Going to start doing front end alignment at home and don't know which set up to buy. Choices are narrowed down to Tenhulzen, Fastrax, Longacre, and PMD. Ease of use is more important to me that super accuracy as tire wear is not a factor but handling is; any suggestions? Thanks
Ditto. Two 18"X 18" 1/16" thick aluminum plates with grease between is all you need to make. The rest fro Longacre for us for years..
Coil - I don't understand your statement, Ease of use is more important to me that super accuracy as tire wear is not a factor but handling is WHY...do the work, if you don't care how accurate it will be ? Just bolt it together and eyeball it, call it good enough..! You apparently don't understand, tire wear IS...part of handling..! Is this how your all of the work on your car(s) ? The main bearings are .005", I really wanted .0015", but that's ok..! Well...obviously the Tenhulzen and the Fastrax caster camber gauge is the same, pick your color..! The PMD is very similar. I use a Longacre, but I spent the extra money to utilize a .xx digital gauge rather than an .x gauge. This way I can get the adjustments closer than .9 of a degree. Which is almost 1 degree...right ? Details...man...details. Mike
Yes, I DO understand accuracy but when dune busting and often bending/breaking things several times a day a quick fix is more important than plus or minus a tenth of a degree. Pictured is a billet block still dripping oil and chips fresh out of my 5 axis Haas mill where accuracy is utmost but in my hobby tires are short lived and as long as there is no extreme bump steer, plowing up sand, or wheels folding under it's a good day. Being able to get in the ballpark quickly is the most important and yes, more detail should have been offered.
I have fastrax gauge.worked fine for me.made my own plates for under the tires 2 discs and a lump of grease.drilled hole in the discs so I can store then on a nail on the wall
I guess this gives credence to Post #57 (quoted below) of this thread. https://www.jalopyjournal.com/forum/threads/hot-rodding-and-social-media.1154728/page-2 "I know you can't answer for others but why do you think those guys dumped the HAMB family, and went some were where we can't find them? Flop does post once in a while. Bob" "The general reason I hear most is because they got tired of being attacked here on the HAMB"
certain questions that are asked by others for help are kind of, ??!! It like why is my tire flat on the bottom, If you want a close alignment , use a string , Angle finder & level. When I have had alignments done at a shop I get bent when I see the print out after alignment and the numbers are in the green but not the same side to side , Put the extra effort to make the numbers the same, Flopp not posting , I can not speak for him , I would hope he is busy building car for others , he does great amazing work & in High demand .. Coilover , I would think that you using 5x CNC , doing a close alignment would not be that big of a task / Challenge.
I use Longacre stuff; I especially like their Acculevel caster/camber gauge, because you can account for an unlevel floor. Unfortunately, every part of my driveway/garage floor is unlevel, which does affect how the car sits, which does affect your alignment. But I can get my stuff close...and I have 7 old cars, so any time I do suspension work, I can get it back into close alignment.
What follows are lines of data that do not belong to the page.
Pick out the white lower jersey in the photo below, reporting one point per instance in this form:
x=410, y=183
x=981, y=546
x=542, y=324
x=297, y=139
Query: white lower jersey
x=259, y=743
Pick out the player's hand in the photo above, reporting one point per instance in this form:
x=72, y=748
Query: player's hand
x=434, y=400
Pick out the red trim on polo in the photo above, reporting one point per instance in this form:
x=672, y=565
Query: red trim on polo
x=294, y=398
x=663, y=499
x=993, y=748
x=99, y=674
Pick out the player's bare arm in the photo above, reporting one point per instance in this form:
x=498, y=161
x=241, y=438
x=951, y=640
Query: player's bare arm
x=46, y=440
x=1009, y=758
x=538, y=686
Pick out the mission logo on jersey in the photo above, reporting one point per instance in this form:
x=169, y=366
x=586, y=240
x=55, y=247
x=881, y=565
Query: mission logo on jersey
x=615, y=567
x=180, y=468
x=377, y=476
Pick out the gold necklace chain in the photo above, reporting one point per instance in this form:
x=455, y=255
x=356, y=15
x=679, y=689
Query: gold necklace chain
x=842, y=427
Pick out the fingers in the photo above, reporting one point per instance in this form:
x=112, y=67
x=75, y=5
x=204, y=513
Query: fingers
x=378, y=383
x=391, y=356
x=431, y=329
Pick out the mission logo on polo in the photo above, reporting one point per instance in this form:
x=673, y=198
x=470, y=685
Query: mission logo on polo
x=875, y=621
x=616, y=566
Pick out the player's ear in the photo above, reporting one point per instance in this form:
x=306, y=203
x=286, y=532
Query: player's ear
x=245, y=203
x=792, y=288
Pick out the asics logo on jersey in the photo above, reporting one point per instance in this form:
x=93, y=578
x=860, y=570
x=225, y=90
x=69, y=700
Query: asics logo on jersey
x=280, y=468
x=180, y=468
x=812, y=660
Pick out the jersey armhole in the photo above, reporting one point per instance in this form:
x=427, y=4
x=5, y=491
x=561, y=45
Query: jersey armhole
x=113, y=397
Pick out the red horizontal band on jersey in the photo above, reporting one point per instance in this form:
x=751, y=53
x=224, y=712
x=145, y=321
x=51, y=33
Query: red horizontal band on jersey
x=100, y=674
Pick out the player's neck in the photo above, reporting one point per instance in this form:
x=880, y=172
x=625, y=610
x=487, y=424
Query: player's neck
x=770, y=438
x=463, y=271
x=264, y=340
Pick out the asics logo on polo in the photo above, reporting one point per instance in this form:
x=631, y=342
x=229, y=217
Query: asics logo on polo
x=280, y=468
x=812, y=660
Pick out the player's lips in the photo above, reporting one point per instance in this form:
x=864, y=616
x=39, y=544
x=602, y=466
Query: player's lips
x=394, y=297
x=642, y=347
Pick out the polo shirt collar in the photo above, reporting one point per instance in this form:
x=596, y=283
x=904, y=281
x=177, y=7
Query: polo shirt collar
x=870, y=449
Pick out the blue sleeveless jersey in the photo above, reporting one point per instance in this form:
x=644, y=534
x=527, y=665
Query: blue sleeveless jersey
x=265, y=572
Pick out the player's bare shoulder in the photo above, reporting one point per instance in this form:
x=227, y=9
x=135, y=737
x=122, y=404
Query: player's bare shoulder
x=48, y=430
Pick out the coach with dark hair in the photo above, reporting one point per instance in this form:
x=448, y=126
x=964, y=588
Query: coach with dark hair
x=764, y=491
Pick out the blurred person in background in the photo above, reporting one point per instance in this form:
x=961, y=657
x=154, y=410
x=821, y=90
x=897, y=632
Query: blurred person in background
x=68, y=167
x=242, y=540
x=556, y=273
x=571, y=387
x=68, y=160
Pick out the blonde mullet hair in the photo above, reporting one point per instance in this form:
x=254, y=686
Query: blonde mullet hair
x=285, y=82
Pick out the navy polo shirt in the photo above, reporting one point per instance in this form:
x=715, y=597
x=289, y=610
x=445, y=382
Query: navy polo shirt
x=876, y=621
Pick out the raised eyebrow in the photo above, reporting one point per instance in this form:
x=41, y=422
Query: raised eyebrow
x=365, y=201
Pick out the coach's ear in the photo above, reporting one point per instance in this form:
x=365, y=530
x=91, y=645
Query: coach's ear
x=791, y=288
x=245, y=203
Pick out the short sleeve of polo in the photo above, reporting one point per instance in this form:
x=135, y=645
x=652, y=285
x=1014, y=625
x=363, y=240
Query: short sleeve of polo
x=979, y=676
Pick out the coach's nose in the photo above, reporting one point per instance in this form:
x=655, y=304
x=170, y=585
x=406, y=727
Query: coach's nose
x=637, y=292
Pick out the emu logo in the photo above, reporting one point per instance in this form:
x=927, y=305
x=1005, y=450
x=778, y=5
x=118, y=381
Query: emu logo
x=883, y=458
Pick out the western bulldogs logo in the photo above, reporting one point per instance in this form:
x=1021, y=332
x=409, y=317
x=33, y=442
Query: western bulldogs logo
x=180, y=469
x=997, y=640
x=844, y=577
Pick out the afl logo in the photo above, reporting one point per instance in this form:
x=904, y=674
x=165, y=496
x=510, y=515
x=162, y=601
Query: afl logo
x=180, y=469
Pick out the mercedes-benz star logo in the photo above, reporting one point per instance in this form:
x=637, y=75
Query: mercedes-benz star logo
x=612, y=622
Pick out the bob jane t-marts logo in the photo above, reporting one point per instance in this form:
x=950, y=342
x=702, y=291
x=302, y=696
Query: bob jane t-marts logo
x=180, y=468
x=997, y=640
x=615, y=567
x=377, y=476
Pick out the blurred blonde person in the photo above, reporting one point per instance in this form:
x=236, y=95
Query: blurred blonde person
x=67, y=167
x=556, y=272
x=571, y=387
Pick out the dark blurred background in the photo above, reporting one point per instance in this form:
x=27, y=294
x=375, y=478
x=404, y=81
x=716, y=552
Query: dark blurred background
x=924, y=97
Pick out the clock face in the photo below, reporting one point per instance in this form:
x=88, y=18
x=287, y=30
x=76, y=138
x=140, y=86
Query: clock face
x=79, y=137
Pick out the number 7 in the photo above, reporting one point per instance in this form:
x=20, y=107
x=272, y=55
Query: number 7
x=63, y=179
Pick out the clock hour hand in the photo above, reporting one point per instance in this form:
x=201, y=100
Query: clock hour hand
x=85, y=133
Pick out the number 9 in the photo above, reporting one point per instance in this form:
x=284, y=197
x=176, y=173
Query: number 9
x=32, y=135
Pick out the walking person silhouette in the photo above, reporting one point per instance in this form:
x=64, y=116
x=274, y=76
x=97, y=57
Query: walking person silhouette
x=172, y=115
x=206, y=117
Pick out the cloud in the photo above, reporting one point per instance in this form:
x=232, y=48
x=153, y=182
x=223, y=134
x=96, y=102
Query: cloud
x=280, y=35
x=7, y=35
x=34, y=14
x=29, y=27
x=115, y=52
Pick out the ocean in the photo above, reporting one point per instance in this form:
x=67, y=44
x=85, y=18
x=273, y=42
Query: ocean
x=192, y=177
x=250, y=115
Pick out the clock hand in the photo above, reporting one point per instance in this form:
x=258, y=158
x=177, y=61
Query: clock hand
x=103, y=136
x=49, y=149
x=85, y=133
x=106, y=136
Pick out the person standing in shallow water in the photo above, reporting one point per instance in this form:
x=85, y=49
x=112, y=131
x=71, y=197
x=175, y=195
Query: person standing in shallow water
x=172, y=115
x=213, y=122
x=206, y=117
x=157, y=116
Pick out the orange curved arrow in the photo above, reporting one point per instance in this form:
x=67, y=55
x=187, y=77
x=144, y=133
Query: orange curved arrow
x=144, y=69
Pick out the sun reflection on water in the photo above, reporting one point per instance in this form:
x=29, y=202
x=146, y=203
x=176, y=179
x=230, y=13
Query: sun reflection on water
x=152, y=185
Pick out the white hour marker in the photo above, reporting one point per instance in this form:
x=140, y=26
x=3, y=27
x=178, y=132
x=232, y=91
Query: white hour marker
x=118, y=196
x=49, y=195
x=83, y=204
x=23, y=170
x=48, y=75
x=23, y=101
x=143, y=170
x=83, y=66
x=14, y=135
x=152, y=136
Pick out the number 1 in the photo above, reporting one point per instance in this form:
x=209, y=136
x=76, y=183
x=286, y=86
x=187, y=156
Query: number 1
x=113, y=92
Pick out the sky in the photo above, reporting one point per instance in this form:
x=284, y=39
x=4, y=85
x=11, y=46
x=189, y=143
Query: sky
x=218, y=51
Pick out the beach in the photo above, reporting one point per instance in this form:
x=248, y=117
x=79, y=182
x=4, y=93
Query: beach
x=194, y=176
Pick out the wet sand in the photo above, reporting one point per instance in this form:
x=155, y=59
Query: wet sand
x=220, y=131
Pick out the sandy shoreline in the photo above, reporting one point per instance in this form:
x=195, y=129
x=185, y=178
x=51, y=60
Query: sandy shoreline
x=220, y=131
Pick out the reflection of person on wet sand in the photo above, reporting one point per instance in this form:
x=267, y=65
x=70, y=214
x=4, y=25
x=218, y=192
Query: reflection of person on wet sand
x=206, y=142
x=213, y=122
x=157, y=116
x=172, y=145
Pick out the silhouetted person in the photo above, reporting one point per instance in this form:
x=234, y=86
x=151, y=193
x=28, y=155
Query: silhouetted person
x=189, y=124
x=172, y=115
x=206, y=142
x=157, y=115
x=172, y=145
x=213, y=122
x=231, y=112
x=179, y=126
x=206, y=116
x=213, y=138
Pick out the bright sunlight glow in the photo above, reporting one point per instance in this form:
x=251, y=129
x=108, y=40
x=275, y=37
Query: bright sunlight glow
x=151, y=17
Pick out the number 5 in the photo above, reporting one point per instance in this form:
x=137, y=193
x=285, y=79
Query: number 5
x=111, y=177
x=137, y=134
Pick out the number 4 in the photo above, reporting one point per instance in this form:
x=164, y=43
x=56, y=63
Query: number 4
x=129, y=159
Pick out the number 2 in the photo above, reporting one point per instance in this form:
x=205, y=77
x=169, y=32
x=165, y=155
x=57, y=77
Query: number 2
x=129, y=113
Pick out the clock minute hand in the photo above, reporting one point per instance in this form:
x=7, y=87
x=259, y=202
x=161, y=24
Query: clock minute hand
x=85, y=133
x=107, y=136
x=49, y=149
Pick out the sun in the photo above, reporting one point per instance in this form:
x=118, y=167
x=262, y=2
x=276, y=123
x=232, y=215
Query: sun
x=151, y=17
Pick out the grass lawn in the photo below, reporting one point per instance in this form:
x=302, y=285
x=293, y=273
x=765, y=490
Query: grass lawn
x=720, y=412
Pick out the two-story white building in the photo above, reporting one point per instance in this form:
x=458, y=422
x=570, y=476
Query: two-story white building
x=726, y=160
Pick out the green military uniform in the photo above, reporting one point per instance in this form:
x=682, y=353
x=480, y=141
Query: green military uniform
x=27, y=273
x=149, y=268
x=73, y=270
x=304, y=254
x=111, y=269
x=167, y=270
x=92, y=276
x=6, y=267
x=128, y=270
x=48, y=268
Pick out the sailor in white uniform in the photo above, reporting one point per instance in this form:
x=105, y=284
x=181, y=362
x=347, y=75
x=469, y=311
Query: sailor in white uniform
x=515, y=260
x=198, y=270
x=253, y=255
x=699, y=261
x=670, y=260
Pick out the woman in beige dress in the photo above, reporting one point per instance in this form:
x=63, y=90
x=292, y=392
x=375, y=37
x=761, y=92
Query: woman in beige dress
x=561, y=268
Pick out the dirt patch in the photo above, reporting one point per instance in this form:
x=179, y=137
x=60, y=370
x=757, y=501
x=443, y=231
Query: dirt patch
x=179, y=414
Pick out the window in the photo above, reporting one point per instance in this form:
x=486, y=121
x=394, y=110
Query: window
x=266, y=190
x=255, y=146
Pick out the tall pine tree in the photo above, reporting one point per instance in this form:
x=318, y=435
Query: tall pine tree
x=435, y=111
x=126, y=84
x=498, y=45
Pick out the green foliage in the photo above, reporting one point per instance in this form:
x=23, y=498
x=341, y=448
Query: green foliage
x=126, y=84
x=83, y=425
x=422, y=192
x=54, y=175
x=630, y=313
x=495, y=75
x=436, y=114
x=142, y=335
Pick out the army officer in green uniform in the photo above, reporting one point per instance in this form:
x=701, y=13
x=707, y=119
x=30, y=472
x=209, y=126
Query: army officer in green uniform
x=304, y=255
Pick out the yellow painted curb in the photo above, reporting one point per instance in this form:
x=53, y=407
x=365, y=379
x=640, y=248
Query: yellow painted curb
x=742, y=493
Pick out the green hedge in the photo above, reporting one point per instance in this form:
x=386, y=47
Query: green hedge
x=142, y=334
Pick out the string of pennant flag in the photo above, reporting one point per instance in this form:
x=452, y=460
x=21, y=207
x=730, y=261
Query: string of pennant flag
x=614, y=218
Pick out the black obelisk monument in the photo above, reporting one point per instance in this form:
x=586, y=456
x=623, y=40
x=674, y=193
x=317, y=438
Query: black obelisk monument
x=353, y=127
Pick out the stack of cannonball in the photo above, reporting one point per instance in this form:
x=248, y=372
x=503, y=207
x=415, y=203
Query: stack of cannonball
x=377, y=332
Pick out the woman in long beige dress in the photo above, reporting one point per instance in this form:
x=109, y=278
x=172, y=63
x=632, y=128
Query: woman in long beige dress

String, digital level, tape measure......cheap and you'll be fine... Sent from my XT1710-02 using The H.A.M.B. mobile app
The comparison for any alignment gauge from day one has been that it was as accurate as a SnapOn gauge. I've got a SnapOn gauge I have had for about 40 years, some little off shore magnetic gauge that is intended to stick to a flat surface like a brake rotor which might work if guys are working on an I beam car with disk brakes setting it up. I picked up a Quick Trick alignment set with swival plates last year from a guy who buys and sells tools for a friendly price. I haven't tested it out like I should though. It was something I was really looking for and I snagged it. It does have a pair of matched tape measures that you lay across the bars that are part of it so you can accurately measure toe in by yourself. That should be a plus for me as I won't have to get my wife out of the house to hold the other end of the tape against the mark I made on the tire. That is pretty much this setup. A tweaked rim might throw you off though. I like the looks of the afore mentioned Longacre units but can't find if they will attach directly to the hub if you take the dust cap off like my SnapOn does.
It is not unusual for numbers to be different from side to side. They are trying to compensate for road crown.
@ one time that was true , not now . the tec if you want to call them that , they just get it into the green & send it , when I say Green one side says Negative and the other side positive but still in the green . A place I worked @ we maintained over 3,000 just in police vehicles ,
I will agree times have changed we drive more miles on multi lane roads so it is less important. But you roll a tire across a slope it will still move down hill. A properly aligned car should reflect this. This is kind of local some places build roads with more crown than others.
I absolutely agree. I align my cars very precisely with just the tools shown here. I bet if you took my cars to a laser alignment guy, he could get it no closer. Been doing race cars and hot rods like this for years.
jaw23, please post an image with your tools in place. I've done alignment a few times on straight axle fronts, just a long time ago. Would like to see the notched boards in place.